In blunt terms, Obama said the U.S.-led response had stopped Gadhafi’s advances and halted a slaughter he warned could have shaken the stability of an entire region.
“To brush aside America’s responsibility as a leader and — more profoundly — our responsibilities to our fellow human beings under such circumstances would have been a betrayal of who we are,” Obama said. “Some nations may be able to turn a blind eye to atrocities in other countries. The United States of America is different. And as president, I refused to wait for the images of slaughter and mass graves before taking action.”
From the Washington Post
Two of Victor Davis Hanson’s observations about our new war:
6) It’s Only Congress. Both Bushes went to the U.S. Congress before they bombed and invaded. Clinton and Obama did not. Is there a pattern here? The liberal War Powers Act is a good brake on conservative Strangloves, but a mere nuisance to humanitarian liberal McNamaras? We can argue over the need to get congressional approval before major military operations (I think we must), but I don’t think in my lifetime a U.S. president has ever asked for both a UN and Arab League OK — and not the sanction of the Congress of his own country (e.g., our reps were voted in, theirs were not). That paradox is also unsustainable. At some point the president will either 1) ignore the limitations of the UN and Arab League mandated no-fly-zones (while praising them to the skies); or 2) get so involved that when he finally goes to Congress, Libya is a fait accompli in the way Clinton finessed it during the Balkan bombing. (I am still waiting for Joe Biden to go to Congress to impeach his boss, as he once boasted twice that he would do if any president bombed a Middle East country without congressional approval. Or for that matter, I am still waiting for Senator Obama to demand that President Obama get approval from his peers before, not after, bombing.)
7) Oh, So that Was What Iraq Was About. Libya is now an exegesis of the Iraq War. By now we know that the Bush-Cheney “shredding” of the Constitution (e.g., tribunals, wiretaps, intercepts, renditions, preventative detention, Predator drones, and Guantanamo Bay) was simply a liberal talking point. Why do we know that? Because Obama has either embraced or expanded all of those anti-terrorism protocols, and even hired the very lawyers and deans to legitimize them who used to sue the government to stop them. But Libya was the capstone of the entire liberal reset. When the MSNBC talking heads now support bombing an oil-producing Muslim Arab country that does not threaten our national security — without congressional approval, and with fewer allies than went with us to Afghanistan and Iraq — then we realize the entire Iraq hysteria was simply partisan politics, not about principles. That’s why we won’t see Rendition II at the movies, a return of Cindy Sheehan to network news, or Michael Moore in the VIP seats at the 2012 Democratic convention.
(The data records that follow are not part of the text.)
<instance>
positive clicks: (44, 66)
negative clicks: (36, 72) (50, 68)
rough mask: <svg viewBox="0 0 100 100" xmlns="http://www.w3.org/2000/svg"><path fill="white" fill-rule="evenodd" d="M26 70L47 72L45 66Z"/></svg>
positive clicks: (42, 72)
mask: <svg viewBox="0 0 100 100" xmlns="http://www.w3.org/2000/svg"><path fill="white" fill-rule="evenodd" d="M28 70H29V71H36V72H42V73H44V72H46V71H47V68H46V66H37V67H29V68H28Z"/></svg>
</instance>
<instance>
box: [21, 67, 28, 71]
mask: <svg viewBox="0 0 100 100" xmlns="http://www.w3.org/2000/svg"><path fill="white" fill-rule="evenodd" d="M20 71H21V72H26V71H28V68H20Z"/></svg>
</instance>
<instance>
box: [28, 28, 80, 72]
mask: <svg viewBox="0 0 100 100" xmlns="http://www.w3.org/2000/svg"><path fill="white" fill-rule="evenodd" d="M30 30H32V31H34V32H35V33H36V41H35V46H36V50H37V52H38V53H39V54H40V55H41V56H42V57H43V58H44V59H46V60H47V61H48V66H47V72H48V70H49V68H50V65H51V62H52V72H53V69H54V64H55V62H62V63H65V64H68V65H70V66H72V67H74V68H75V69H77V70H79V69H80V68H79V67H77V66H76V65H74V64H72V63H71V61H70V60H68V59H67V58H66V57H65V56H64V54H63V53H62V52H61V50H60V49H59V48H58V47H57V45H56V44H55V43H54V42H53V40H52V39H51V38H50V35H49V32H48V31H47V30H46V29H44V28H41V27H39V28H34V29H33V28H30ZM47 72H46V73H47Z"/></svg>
Supporters of the wars in Iraq and Afghanistan, do you support the war in Libya also? Opponents of the wars in Iraq and Afghanistan, are you supporting this one, since it is Obama’s war rather than Bush’s war? Those of you who support the humanitarian mission of this conflict, do you think the President has been following the right process, acting at the behest of the UN rather than Congress and turning over command to other countries?
And, finally, how do you think this will turn out? A quick engagement, overthrowing Gadaffi and then we leave, having set Libya free? Or will this turn into another quagmire?